Processes (or programmes in implementation).
And in general all the resources of the system.

User interface

This section is a user interface extract.[chuckles]edit]

Evolution of user interfaces.
CLI (Command line interface): Command line interface
GUI (Graphical user interface): Graphical user interface
NUI (Natural user interface): Natural user interface

The user interface is the medium with which the user can communicate with a machine, computer, or device, and includes all contact points between the user and the computer.

Usually they are easy to understand and easy to act, although in the field of computer science it is preferable to refer to that they are usually "usable", "friendly and intuitive" because it is complex.

Classification

Task Management

Monotasy: It only allows to execute a process (apart from the processes of the OS itself) at a given time. Once a process begins to run, it will continue to do so until its completion and/or interruption.
Multitasking: It is able to run several processes at the same time. This type of SO normally assigns the available resources (CPU, memory, peripherals) in an alternate way to the processes that request them, so that the user perceives that all work at once, in a concurrent way.

User administration

Monousuario: It only allows you to run a user's programs at the same time.
Multiuser: Allows several users to run their programs simultaneously, accessing the resources of the computer. Normally these operating systems use data protection methods, so that a program cannot use or change data from another user.

Session management

Monosession: Operating systems that are able to run a single user session. Operating systems long ago like Windows 98 or Windows 95.
Multisession: Operating systems that are able to run multiple user sessions at once. Multisession functionality can be installed using applications, but it is the operating system that allows such operation. Windows Server family servers, most of the Linux versions.

Resource Management

Centralized: It allows the use of single computer resources.
Distributed: Allows to use the resources (memory, CPU, disc, peripherals...) of more than one computer at the same time.

Misnames

In some texts, the operating system is referred to interchangeably as kernel or kernel, but it should be noted that the difference between kernel and operating system only applies if the kernel is monolithic, which was very common among early systems. Otherwise, it is incorrect to call the operating system kernel.

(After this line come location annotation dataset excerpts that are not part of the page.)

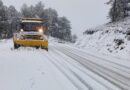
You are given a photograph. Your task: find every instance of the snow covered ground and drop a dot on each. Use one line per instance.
(63, 67)
(109, 39)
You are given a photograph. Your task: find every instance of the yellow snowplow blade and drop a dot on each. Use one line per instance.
(32, 43)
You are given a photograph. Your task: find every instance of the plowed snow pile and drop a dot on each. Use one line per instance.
(111, 38)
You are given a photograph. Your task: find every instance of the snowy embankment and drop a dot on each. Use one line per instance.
(110, 39)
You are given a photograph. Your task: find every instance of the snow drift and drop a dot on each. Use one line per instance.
(111, 38)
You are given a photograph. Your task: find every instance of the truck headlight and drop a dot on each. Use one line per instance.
(40, 30)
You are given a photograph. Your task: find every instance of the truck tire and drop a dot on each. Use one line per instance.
(16, 46)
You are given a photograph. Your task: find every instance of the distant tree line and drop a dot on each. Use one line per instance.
(119, 9)
(59, 27)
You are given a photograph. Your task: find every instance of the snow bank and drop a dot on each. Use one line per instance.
(111, 38)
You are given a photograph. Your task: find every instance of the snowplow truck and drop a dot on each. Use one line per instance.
(30, 33)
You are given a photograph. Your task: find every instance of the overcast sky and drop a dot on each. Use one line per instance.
(83, 14)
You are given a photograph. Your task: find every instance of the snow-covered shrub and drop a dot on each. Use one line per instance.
(118, 41)
(89, 32)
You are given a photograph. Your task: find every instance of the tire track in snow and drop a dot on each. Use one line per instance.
(84, 71)
(64, 73)
(99, 70)
(72, 72)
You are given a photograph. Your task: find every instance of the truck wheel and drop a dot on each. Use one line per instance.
(16, 46)
(37, 47)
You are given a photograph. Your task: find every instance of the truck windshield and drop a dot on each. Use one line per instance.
(30, 26)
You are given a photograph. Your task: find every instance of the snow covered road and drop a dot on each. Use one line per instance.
(62, 68)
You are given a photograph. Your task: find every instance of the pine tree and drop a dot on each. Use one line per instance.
(118, 10)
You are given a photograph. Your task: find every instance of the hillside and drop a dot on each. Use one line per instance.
(111, 38)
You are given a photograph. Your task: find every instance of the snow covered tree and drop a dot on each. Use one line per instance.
(64, 29)
(3, 20)
(118, 10)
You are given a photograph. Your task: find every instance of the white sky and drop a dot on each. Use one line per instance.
(83, 14)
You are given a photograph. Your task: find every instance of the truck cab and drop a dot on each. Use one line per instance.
(30, 33)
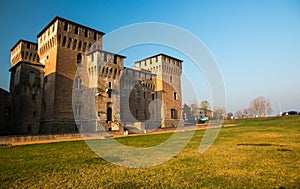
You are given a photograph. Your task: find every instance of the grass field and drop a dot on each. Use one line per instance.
(257, 153)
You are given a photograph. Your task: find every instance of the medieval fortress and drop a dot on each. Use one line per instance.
(66, 82)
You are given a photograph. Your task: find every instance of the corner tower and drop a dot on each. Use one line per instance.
(168, 86)
(61, 47)
(26, 87)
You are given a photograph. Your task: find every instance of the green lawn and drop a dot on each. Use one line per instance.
(258, 153)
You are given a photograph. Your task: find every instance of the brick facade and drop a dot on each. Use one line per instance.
(68, 63)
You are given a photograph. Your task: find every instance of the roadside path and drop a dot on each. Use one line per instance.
(158, 131)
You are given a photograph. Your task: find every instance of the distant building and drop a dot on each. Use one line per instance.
(43, 77)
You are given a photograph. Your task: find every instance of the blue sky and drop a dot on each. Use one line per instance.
(256, 43)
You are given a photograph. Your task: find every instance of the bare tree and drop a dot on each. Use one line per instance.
(219, 113)
(238, 114)
(260, 107)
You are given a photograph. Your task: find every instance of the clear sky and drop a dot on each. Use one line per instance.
(256, 43)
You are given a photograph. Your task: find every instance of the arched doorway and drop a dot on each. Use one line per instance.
(109, 114)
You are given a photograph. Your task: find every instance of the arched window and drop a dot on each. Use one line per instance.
(77, 109)
(78, 83)
(79, 58)
(74, 44)
(64, 41)
(69, 43)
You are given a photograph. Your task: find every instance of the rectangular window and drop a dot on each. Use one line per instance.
(95, 36)
(79, 45)
(31, 76)
(33, 97)
(74, 44)
(66, 26)
(76, 30)
(86, 32)
(123, 93)
(173, 114)
(138, 95)
(175, 96)
(84, 46)
(109, 93)
(153, 96)
(69, 43)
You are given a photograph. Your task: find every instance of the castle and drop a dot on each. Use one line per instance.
(50, 81)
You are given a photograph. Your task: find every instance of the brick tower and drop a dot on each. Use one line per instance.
(61, 47)
(26, 87)
(168, 86)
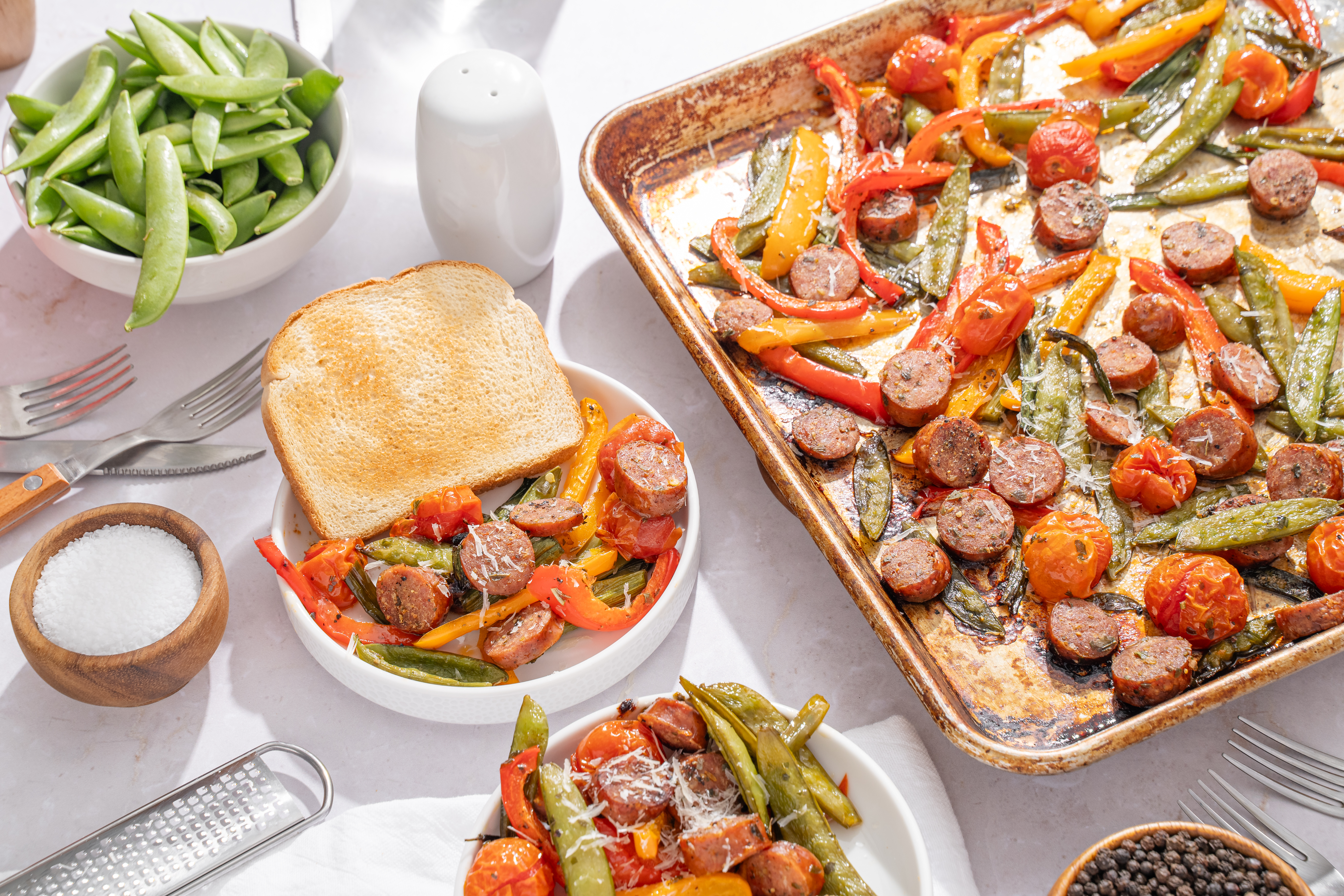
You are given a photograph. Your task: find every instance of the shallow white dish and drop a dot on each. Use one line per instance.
(210, 277)
(886, 848)
(578, 667)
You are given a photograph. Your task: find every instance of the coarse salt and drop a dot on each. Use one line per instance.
(116, 589)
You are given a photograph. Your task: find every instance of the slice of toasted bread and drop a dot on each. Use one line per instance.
(385, 390)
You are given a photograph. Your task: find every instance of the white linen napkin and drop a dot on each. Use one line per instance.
(413, 845)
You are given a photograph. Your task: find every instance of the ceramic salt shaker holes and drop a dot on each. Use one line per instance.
(488, 164)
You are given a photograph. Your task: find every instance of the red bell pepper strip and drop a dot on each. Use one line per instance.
(722, 236)
(861, 397)
(1201, 328)
(338, 626)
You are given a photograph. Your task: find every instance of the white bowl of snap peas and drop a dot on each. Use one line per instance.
(206, 279)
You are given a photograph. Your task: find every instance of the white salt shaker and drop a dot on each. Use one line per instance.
(488, 164)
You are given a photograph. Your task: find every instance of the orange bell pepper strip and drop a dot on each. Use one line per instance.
(722, 236)
(1202, 331)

Note that it is a widespread common mistake to call the complete set of tools operating system, that is, the inclusion in the same term of programs such as the file explorer, the web browser and all kinds of tools that allow interaction with the operating system. Another example to understand this difference is found on the Amiga platform, where the graphical user environment was distributed separately, so that it could also be replaced by another, such as directory Opus or even managed by starting it with a command line. and the graphic system. In this way, it began to work with the operating system that it had included in a ROM, so it was up to the user to decide if he needed a graphical environment to manage the operating system or simply another application. One of the most prominent examples of this difference is the Linux kernel, used in the so-called Linux distributions, since they are also based on Unix, they provide a similar operating system. This precision error is due to the modernization of computing carried out at the end of the 80s, when the philosophy of the basic operating structure of large computers was redesigned in order to bring it to homes and facilitate its use, changing the concept of a multi-user computer, (many users at the same time) for a single-user system (only one user at the same time) easier to manage. See AmigaOS, beOS or Mac OS as the pioneers of said modernization, when the Amigas were Nicknamed Video Toasters for their ability to edit video in a round robin multitasking environment, with management of thousands of colors and intuitive interfaces for 3D design.